Tragedia a Roma, muore un 23enne in via Salaria

Ennesima tragedia a Roma: morto un ragazzo a bordo della sua vettura dopo uno schianto

Tragedia a Roma: morto un 23enne a bordo della sua vettura. La notte dell’8 ottobre, nei pressi della Strada Statale 4 in via Salaria all’altezza di Montelibretti, un giovane ragazzo ha perso la vita finendo contro una barriera Jersey.

L’impatto è stato fatale, il ragazzo, morto sul colpo. Non c’è stato nulla da fare per il giovane. L’intervento dei Carabinieri di Montelibretti ha potuto solo attuare delle rilevazioni riguardo la dinamica, ancora da accertare e confermare.

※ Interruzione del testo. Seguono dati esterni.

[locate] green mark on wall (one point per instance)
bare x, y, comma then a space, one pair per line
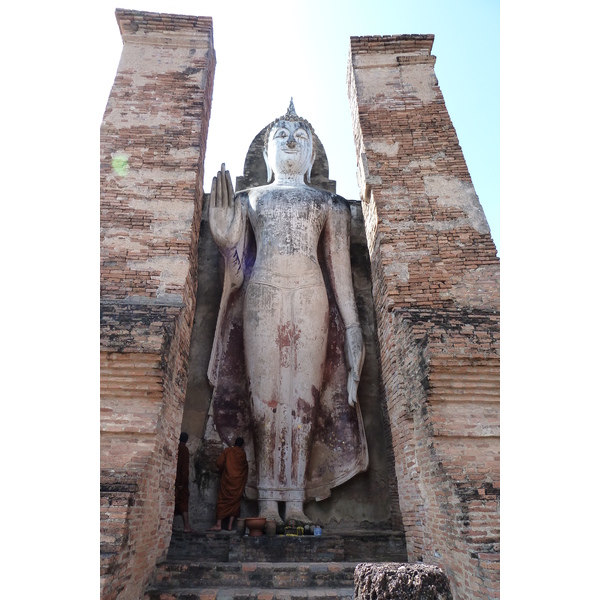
120, 164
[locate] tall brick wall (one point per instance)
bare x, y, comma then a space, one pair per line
436, 293
153, 140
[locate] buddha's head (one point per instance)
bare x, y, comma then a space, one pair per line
289, 148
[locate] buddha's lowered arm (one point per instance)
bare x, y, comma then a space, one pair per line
336, 240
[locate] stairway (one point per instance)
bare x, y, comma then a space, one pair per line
225, 566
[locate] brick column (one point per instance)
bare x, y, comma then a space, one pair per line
153, 139
436, 293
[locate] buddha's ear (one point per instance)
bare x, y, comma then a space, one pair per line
312, 162
269, 172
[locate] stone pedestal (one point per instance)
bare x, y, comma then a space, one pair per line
400, 581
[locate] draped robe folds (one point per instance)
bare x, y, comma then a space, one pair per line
338, 446
182, 480
234, 472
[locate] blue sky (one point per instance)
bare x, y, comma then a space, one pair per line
268, 51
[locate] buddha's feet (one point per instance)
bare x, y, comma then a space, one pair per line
268, 510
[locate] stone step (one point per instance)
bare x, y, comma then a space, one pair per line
232, 593
263, 575
359, 546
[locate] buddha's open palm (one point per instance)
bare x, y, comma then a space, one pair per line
224, 212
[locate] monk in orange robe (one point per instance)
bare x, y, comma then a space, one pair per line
233, 466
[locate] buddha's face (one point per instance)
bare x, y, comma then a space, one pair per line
290, 148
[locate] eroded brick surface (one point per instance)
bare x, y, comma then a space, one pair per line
153, 139
436, 293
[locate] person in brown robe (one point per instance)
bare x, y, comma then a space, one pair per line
182, 479
233, 466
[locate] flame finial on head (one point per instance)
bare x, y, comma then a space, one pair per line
290, 115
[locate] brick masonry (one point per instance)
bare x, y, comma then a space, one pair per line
436, 295
152, 146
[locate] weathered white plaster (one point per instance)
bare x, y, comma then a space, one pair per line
384, 147
451, 191
285, 311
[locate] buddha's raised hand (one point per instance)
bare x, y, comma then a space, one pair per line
355, 357
224, 212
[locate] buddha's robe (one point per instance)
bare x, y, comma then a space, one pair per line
234, 472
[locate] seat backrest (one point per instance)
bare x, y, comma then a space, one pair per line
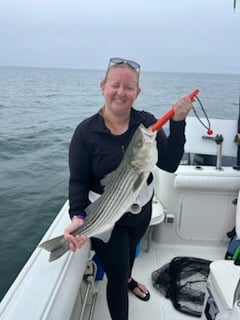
195, 143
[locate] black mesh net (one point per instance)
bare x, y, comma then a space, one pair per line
183, 280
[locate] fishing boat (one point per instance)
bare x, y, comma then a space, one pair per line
193, 210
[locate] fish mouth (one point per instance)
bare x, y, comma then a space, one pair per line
147, 133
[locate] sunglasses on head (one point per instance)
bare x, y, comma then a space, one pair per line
130, 63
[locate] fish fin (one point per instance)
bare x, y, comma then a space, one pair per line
56, 246
138, 182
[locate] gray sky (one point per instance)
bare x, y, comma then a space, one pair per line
170, 35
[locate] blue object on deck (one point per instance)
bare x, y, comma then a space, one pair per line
138, 248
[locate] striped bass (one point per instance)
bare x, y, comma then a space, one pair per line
121, 189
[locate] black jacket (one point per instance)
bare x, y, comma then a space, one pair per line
94, 152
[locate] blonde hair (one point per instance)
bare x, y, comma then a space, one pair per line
123, 66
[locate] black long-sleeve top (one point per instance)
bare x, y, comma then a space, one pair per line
94, 151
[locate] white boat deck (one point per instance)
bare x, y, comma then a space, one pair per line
158, 307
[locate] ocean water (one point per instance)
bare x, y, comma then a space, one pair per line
39, 110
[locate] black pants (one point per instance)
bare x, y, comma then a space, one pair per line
117, 257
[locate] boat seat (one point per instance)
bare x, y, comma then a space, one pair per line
157, 218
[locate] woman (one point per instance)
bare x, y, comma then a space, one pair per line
97, 148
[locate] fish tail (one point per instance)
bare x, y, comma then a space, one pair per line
56, 246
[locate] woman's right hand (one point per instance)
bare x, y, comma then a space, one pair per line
76, 241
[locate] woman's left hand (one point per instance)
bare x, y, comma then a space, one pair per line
181, 108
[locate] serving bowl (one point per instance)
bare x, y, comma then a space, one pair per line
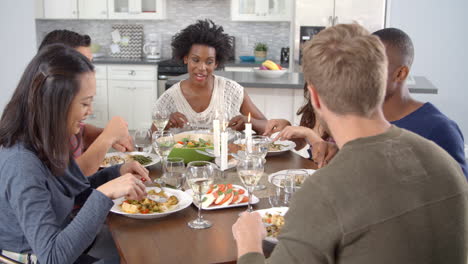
269, 73
192, 154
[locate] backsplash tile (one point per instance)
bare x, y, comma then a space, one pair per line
181, 13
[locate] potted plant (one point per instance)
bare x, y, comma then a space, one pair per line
260, 51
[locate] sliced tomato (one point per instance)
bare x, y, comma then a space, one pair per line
235, 198
226, 198
221, 187
244, 199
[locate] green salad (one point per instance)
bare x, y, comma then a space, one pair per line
190, 143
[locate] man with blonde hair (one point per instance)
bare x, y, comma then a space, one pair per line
388, 196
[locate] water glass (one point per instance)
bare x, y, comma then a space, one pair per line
174, 174
142, 140
200, 176
297, 178
250, 170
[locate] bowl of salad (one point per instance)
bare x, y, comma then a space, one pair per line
192, 147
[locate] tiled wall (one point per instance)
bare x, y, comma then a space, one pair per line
181, 13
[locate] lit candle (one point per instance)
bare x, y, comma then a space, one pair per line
224, 147
216, 136
248, 135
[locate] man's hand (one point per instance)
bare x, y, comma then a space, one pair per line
248, 231
323, 152
177, 120
275, 125
136, 169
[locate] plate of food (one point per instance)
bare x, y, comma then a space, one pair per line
280, 146
171, 201
273, 219
221, 196
285, 173
144, 158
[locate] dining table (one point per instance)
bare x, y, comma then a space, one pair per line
170, 240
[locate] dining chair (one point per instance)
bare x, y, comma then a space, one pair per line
7, 260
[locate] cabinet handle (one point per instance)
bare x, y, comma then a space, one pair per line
335, 21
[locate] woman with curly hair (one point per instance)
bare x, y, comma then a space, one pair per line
204, 46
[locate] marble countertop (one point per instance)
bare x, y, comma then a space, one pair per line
295, 80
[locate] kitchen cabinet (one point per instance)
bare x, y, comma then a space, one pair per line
369, 13
100, 115
60, 9
137, 9
92, 9
132, 92
261, 10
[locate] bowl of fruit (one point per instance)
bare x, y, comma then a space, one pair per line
269, 69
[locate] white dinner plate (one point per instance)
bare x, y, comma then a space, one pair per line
288, 145
125, 158
185, 201
284, 172
273, 210
255, 200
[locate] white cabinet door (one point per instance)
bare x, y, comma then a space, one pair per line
132, 100
143, 97
137, 9
121, 100
92, 9
368, 13
60, 9
100, 115
261, 10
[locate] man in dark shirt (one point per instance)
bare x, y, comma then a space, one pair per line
404, 111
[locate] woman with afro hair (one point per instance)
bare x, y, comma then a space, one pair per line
203, 46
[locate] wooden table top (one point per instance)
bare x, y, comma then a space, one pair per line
170, 240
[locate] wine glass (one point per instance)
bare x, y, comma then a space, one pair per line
163, 142
260, 148
175, 172
160, 118
200, 175
279, 195
142, 139
250, 170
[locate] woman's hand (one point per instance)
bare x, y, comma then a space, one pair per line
323, 152
126, 185
238, 122
177, 120
294, 132
248, 231
136, 169
275, 125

Il ragazzo era a bordo della sua Nissan Juke, stava proseguendo in direzione Passo Corese, passando per la zona di Montelibretti, dopo aver oltrepassato Settebagni e L’A1 diramazione Nord. Il mezzo poi, ha perso il controllo, per cause ancora da accertare, finendo contro la barriera di sicurezza Jersey. Le autorità dovranno accertare se l’incidente abbia avuto coinvolte altre vetture nella dinamica.

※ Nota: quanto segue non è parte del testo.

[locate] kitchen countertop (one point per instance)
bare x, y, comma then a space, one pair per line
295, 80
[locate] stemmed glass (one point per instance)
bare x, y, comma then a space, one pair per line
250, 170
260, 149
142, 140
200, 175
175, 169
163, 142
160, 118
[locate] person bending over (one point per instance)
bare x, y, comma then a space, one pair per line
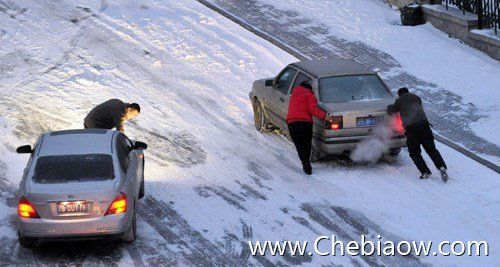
418, 132
111, 114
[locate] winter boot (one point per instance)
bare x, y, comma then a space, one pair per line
444, 174
307, 168
425, 176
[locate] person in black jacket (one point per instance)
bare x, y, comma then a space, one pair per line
418, 132
111, 114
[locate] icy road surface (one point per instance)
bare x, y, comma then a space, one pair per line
213, 182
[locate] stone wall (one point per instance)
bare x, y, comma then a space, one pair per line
401, 3
455, 23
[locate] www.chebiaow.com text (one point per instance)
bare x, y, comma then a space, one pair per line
330, 246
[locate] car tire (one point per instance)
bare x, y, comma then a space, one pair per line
394, 152
142, 189
27, 242
130, 235
315, 155
260, 118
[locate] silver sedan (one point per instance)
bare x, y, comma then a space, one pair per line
80, 184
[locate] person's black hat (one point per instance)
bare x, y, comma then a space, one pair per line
403, 91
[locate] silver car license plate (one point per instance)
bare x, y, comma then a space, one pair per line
72, 207
369, 121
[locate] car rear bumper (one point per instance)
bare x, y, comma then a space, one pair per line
75, 228
339, 145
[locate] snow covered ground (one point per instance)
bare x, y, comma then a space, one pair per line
213, 182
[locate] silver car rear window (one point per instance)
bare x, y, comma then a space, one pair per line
74, 168
346, 89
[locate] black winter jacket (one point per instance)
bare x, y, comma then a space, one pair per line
410, 107
107, 115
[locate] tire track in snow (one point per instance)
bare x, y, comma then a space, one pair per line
349, 225
195, 249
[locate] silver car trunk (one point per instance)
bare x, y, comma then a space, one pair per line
46, 197
353, 110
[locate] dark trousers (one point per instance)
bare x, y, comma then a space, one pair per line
301, 134
421, 135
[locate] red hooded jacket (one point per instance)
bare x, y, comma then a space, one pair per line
303, 105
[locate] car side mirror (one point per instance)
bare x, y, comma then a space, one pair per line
269, 83
24, 149
140, 145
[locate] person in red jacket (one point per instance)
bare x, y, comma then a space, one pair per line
302, 107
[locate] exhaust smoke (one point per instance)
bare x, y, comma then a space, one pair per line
374, 147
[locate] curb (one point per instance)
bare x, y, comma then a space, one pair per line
299, 56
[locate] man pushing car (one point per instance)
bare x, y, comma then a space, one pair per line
418, 132
111, 114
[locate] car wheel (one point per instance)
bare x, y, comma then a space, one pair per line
260, 119
130, 235
315, 155
27, 242
395, 151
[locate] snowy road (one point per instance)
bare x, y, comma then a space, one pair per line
213, 182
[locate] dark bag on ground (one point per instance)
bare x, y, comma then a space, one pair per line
412, 15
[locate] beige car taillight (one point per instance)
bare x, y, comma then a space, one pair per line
25, 209
119, 205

Un incidente che, come tanti, lascia l’amaro in bocca, dove la vittima, è stato un ragazzo che aveva ancora molto da vivere. Una vita da scoprire, da assaporare, spezzata da un fatidico attimo maledetto. Purtroppo non l’unico di questo ingiusto destino, difatti numerosi sono stati gli incedenti stradali che, in questi giorni, hanno portato tragedie sulle strade della Capitale.

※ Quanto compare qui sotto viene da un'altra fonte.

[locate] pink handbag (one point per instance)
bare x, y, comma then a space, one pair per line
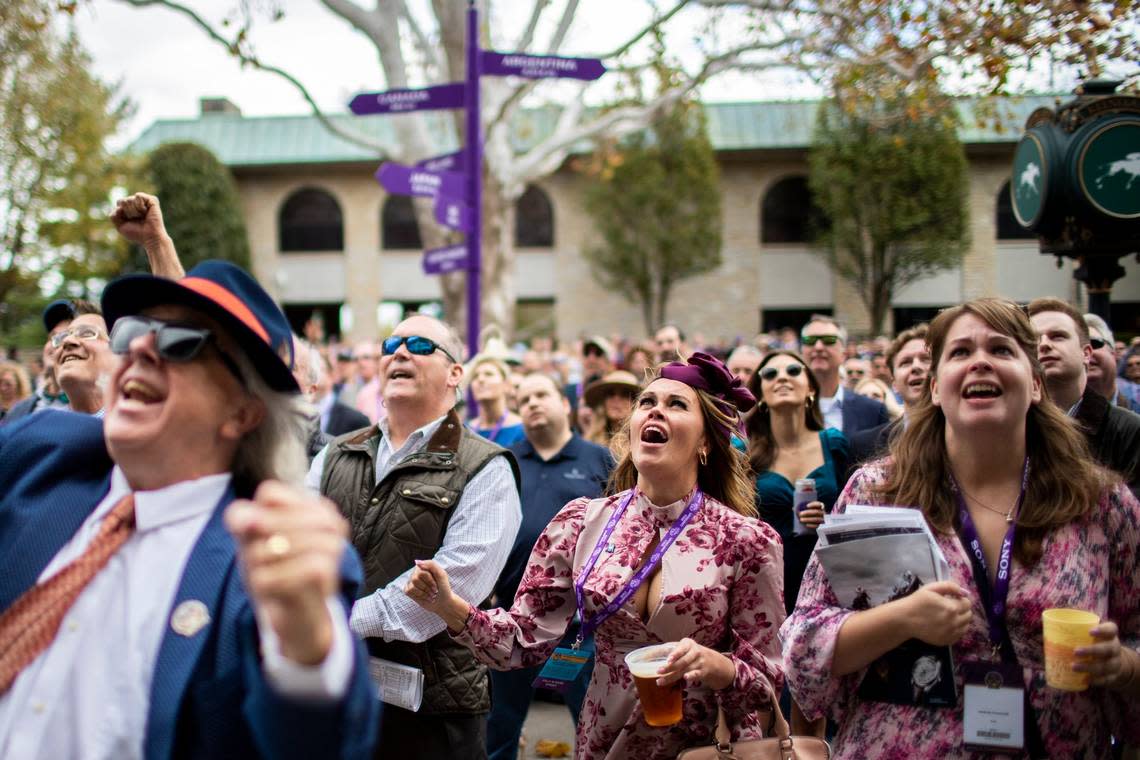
779, 745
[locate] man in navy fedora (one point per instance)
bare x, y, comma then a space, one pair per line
168, 590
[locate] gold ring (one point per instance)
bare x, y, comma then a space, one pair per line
277, 546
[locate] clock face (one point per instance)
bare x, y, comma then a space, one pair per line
1027, 185
1108, 169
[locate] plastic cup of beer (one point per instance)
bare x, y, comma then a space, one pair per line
661, 704
1065, 631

Solo l’ultimo di una miriade di incidenti stradali che si verificano ogni giorno per le nostre strade. Recente, quello accaduto tra il 4 ed il 5 ottobre, dove sono stati coinvolti 5 ragazzi e in cui ha trovato la morte un giovane di 21 anni. A bordo di una Chevrolet Matiz sulla Cristoforo Colombo. Quelli accaduti nella fine di Settembre ad Ostia, dove a morire sono state una 76 enne ed una 48 enne, vittime di due incidenti differenti, avvenuti nello stesso municipio e a distanza di pochi minuti uno dall’altro.

Le distrazioni

La guida spesso viene sottovalutata da tutti noi. A chi non capita di prendere in mano il cellulare per pochi secondi, di pensare alla stazione radiofonica preferita e di cercarla. Spesso guidiamo senza farci troppo caso, ponendo le manovre in automatico, riflettendo difficilmente su ciò che facciamo ed agendo nell’immediatezza. Le campagne di sensibilizzazioni si “schiantano” contro il muro erto dalla vita frenetica che ci assorbe privandoci del nostro tempo e delle nostre attenzioni.

Ovviamente non tutti gli incidenti avvengono a causa di distrazioni. Sicuramente abbiamo la responsabilità ed il dovere di evitare e scongiurare quelli che dipendono da nostre disattenzioni superflue.